For _EFDD_, you need to instrument your subject.
```python
from efdd.events import instrument

instrument("middle.py", "tmp.py", "mapping.json")
```
Next, you need some tests to execute and collect their event traces. 
We provide two collectors, one for unit tests and one for input to the program.
However, implementing another collector by inheriting the base class `EventCollector` and implementing its `collect()` method is an option.
To employ the collector, use it like this:
```python
from efdd.events import SystemtestEventCollector

collector = SystemtestEventCollector(os.getcwd(), "middle.py", "tmp.py", mapping_path="mapping.json")
events = collector.get_events((passing, failing))
```
In this example, we leverage the input event collector. 
`passing` and `failing` are lists of passing and failing inputs.

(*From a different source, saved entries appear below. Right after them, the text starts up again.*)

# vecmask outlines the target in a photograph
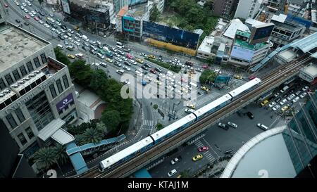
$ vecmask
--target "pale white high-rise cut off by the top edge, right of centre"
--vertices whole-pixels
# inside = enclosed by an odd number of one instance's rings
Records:
[[[235,11],[235,18],[254,18],[259,12],[262,0],[240,0]]]

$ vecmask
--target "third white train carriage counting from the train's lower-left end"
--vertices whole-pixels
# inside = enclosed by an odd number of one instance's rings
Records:
[[[205,105],[199,110],[196,110],[194,113],[197,115],[197,119],[200,120],[201,117],[209,115],[210,113],[215,112],[216,110],[223,108],[227,103],[231,101],[231,96],[229,94],[225,94],[224,96],[220,96],[215,101],[212,101],[208,105]]]

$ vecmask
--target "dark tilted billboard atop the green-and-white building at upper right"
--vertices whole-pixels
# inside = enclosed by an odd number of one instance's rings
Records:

Next, you can utilize the event handler to extract and build feature vectors from the event traces.
```python
from sflkit.features.handler import EventHandler

handler = EventHandler()
handler.handle_files(events)
```

Now, we can leverage _EFDD_ learning to infer a failure diagnosis.
```python
from efdd.learning import DecisionTreeDiagnosis

debugger = DecisionTreeDiagnosis()
debugger.fit(
    handler.builder.get_all_features(),
    handler,
)
```

Now, we can leverage the underlying model of the debugger as a diagnosis that pinpoints faulty locations and explains 
the underlying causes of the failure.

We provide an example of this walk-through in `evaluation/example.ipynb`.

# License

This project is licensed under the MIT License - see the [LICENSE](LICENSE) file for details.